The Cable Cars operate by gripping on to a cable that is in constant motion beneath the tracks in the street, powered by an engine in a central powerhouse. The grip man operates the grip and rings the bell, and the conductor takes the fare and supervises the passengers, so the grip man is not distracted from his job. The car design necessitates the turning around of the car at the end of the line, where the car is rolled onto a turning platform and manually reversed to face the cable in the new direction of travel. Here’s a video of the turn-around at the Hyde St end of line.
Back in the 1870’s cable car lines serviced the entire city, but in the early 1900’s there was pressure to decommission the cable cars and refit the routes with electric street cars. There was opposition to this idea because people didn’t like the “ugly” overhead wires that this required. All the opposition was quelled after the 1906 earthquake destroyed power houses and cable barns, and the railroad company was able to replace most of the cable car lines with trams.
Today there are only three remaining cable car lines – all with steep gradients that are impassable to electric street cars:.
Powell-Hyde (Running from Hallidie Plaza to Fisherman’s Wharf via Powell and Hyde Streets.)
Powell-Mason (Running from Hallidie Plaza to Fisherman’s Wharf via Powell and Mason Streets.)
California Street (Running from Market Street to Van Ness Avenue via California Street.)
The “Painted Ladies”
Another day trip started with us catching the bus over to Alamo Square Park to see the “Painted Ladies” on Steiner St. These are a row of Victorian houses overlooking the park, which cascade down a steep hill offering views of San Francisco city in the background. These houses are probably the most photographed examples of Victorian style houses in San Francisco and were also featured in the opening title sequences of the 1980’s TV show “Full House”.

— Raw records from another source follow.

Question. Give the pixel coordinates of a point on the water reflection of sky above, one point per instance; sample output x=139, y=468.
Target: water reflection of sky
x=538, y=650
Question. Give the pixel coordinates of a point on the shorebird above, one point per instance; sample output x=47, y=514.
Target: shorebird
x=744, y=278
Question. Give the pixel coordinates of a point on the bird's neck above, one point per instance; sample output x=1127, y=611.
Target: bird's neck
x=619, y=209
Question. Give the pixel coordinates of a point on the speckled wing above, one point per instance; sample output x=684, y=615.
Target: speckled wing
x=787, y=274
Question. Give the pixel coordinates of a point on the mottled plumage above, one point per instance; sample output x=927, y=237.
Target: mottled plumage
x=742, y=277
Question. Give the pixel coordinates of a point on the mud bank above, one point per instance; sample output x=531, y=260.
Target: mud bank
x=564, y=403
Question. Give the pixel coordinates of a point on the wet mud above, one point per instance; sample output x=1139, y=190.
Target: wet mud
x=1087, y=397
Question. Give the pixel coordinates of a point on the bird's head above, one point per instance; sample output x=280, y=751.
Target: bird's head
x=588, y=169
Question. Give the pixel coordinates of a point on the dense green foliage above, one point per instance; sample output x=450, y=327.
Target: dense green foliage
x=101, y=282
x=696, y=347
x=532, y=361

In a neighbourhood of Victorian style wooden houses, this old fire box alarm we found on the street corner is an appropriate reminder of times past. When someone pulls the alarm a telegraph wheel taps out a message to the nearest fire station, announcing the box number. The box looks antique, but it still serves its original purpose.
Japantown and Union Square
After the painted ladies, we hopped the bus over to explore nearby Japantown and eat some lunch. Back on the bus to the Union Square district for some obligatory shopping.

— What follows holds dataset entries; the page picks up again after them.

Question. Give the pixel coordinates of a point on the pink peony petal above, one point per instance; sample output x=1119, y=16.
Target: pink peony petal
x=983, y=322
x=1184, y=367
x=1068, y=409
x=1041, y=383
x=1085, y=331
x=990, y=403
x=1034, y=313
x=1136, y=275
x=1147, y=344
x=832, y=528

My siblings wanted to ride the curved escalator, because it looked like something the extravagantly rich would be seen on. So I took photos of them while they did, paparazzi style. Using our trusty MUNI Map, it was easy to catch another (modern) tram back to the end of 17th Street at the end of the day and walk back to the apartment.
Golden Gate Bridge
Our last day in San Francisco started with us catching the tram into town and picking up our hire car. We took a day trip in the car, starting with a drive over the Golden Gate Bridge, to the lookouts on the other side for photo opportunities.
Then we went into Sausalito for morning coffee and walked around the town a little bit.
I saw a fire engine with the surf board on top. I guess we’re in California, after all….
From there we drove to the Napa Valley for lunch at a beautiful restaurant called Farmstead at Long Meadow Ranch in St Helena.
The food was great and we spent some time enjoying the gardens and played a game of horseshoes under the shade of a lovely old tree.
Until next time
That was the end of our visit to San Francisco and we continued our road trip on to South Lake Tahoe. I would like to go back to see more of San Francisco another time. Do you have any suggestions for more sights to see on my next trip?